Licence de crénelage

Pour John Goodall, l’éminent spécialiste anglais des châteaux, il n’existe pas de « vrai château ». Son objectif dans ce récit intelligent est de recalibrer un type de bâtiment, de clarifier les malentendus et d’éliminer les distorsions. Goodall a une tournure de phrase facile et une manière gracieuse ‘ « Si les gens appelaient quelque chose un château, alors il est du devoir de l’historien d’expliquer pourquoi ils ont utilisé le terme, de ne pas présumer de leur dire pourquoi ils se sont trompés ». 

Employant un riche assortiment de récits contemporains, il fournit l’élément humain qui manque si souvent dans les études architecturales puristes. Par exemple, le corps d’un bambin découvert en 1303, couvert de givre à l’aube dans les douves sous le château de Conwy, offre un « moment d’illumination … au milieu de tant de choses qui sont oubliées ». En fait, Roger, âgé de deux ans, le fils du cuisinier du château, s’est rétabli apparemment miraculeusement après qu’un passant a offert des prières à Thomas Cantilupe, l’ancien évêque de Hereford. Là, dans le procès-verbal de son procès de canonisation quatre ans plus tard, se trouve cette histoire et une mine de détails sur la place du château et de son personnel dans la vie de la ville rassemblée autour de ses murs. 

Goodall organise son livre comme une série de courtes entrées chronologiquement ordonnées. Des sources écrites aident à éclairer comment le pouvoir, la fonction et le mythe se sont toujours bousculés sur les remparts. Le château de Bamburgh original du VIIe siècle n’était guère plus qu’un poste défensif (hautement inflammable), une sorte de nid d’oiseau perché sur un affleurement volcanique dans le Northumberland. Lorsque les Normands ont envahi, plus tard et au sud, ils ont utilisé des fondations romaines et de la maçonnerie experte pour la construction de leurs châteaux. Pevensey, Hastings et Dover ont donné le rythme.
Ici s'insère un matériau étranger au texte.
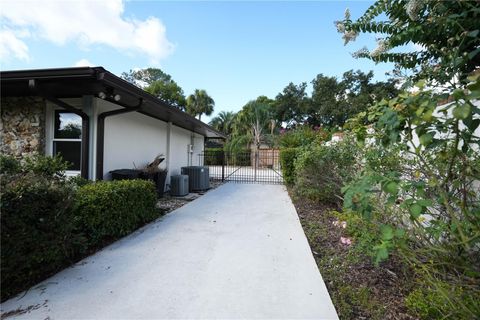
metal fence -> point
(261, 166)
Bientôt, le donjon en blocs devint l’image même d’un château, s’élevant au-dessus de ses douves. Dans les années de l’Anarchie (1138-53), les services rendus à la monarchie apportèrent une récompense rapide, un anoblissement et souvent un château (ou plus). Le château de Hedingham, dans l’Essex, renforça considérablement le prestige du comte d’Oxford (qui s’était vu offrir le choix de cinq comtés), en particulier dans une région sans pierre. Au fil du temps, des manoirs exceptionnels se sont transformés en châteaux offrant un statut amélioré à la noblesse modeste, au clergé et aux institutions religieuses. Entre 1194 et 1589, un nombre étonnant de 550 « Licences à créneler » ont été accordées, un peu plus que des « passeports à la respectabilité », comme le dit Goodall. Ces redoutables remparts n’étaient plus que des points d’exclamation, prêts à remplir des fins architecturales ou même littéraires. 
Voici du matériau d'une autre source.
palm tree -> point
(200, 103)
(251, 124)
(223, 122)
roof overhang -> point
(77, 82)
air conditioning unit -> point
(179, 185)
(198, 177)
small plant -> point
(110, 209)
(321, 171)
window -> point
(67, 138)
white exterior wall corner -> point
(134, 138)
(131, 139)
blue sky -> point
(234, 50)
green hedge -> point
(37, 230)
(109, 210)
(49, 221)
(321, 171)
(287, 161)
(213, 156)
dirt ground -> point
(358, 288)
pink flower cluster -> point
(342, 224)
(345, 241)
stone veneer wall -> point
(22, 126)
Sir Gauvain et le Chevalier Vert est un poème du Moyen anglais d’une plume anonyme de la fin du 14ème siècle, qui évoquait un château dans un bois, « une meilleure barbacane que noble n’avait jamais regardée ». La description physique vivante de sa forme et de sa structure aurait pu être rédigée par Nikolaus Pevsner, vantant la floraison de la pierre taillée à la main en une profusion de créneaux, de fleurons et de pinacles. La chevalerie aimait un château, qu’il soit médiéval ou qu’il ait ses lettres de créance à l’époque de Sir Walter Scott.
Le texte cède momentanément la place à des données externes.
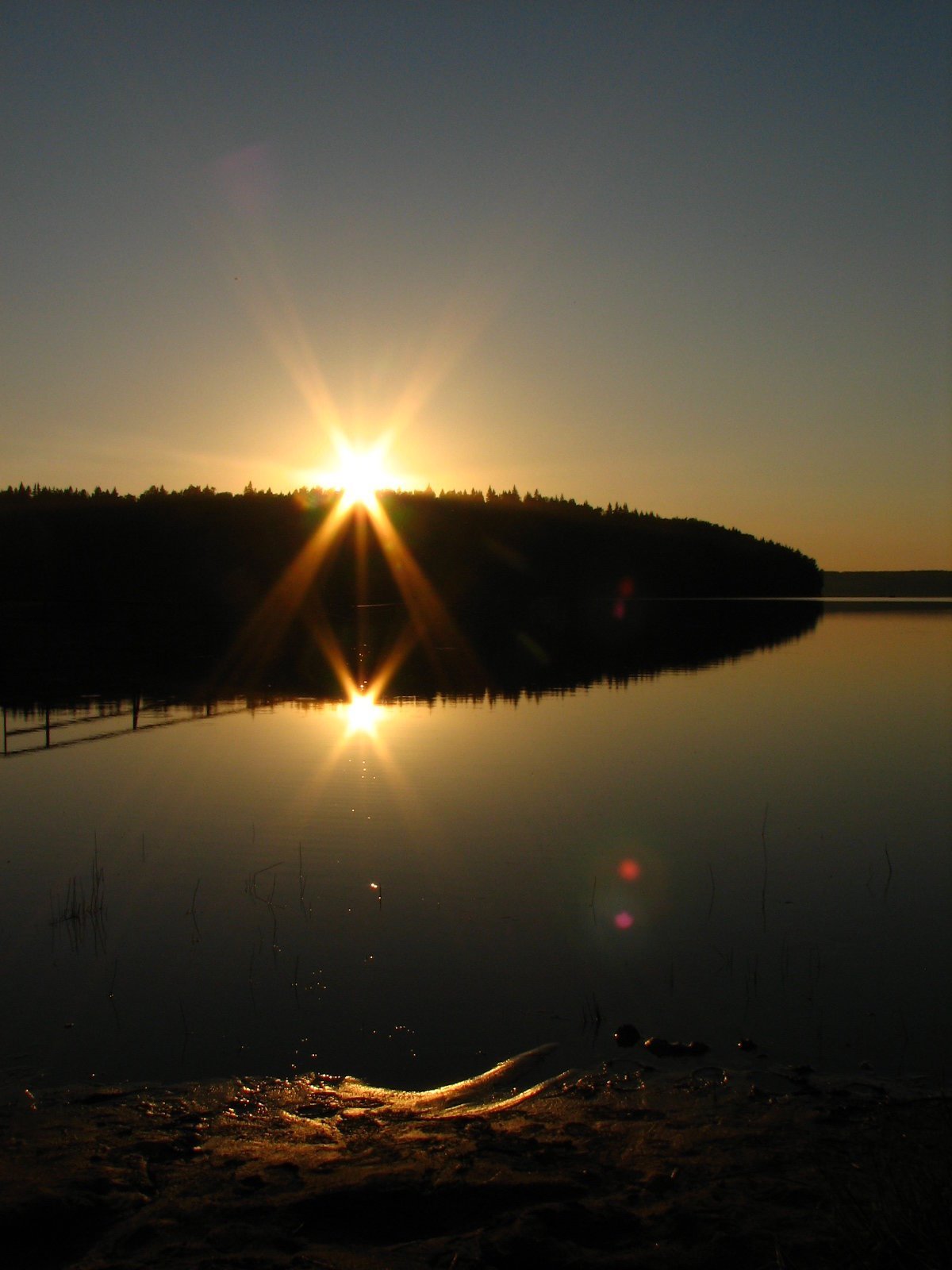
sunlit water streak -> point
(759, 849)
À son apogée, le château est devenu un élément essentiel de la toile de fond des ambitions vantardes des monarques. Ainsi, la structure relativement modeste que le roi Jean construisit à Dublin à partir de 1204 serait agrandie en 1243 pour abriter l’immense salle d’Henri III, coûtant dix fois l’original, dominée par un portrait cérémoniel massif du roi et de la reine et de leurs barons. Il y a exactement un siècle, les Britanniques ont cédé le château de Dublin (à l’époque une structure très différente mais toujours le siège du pouvoir royal) à l’État irlandais, un acte hautement symbolique accompli avec un tact consommé. Selon Le Temps Irlandais du 17 janvier 1922, « il a été remis tranquillement hier à huit messieurs dans trois taxis ». 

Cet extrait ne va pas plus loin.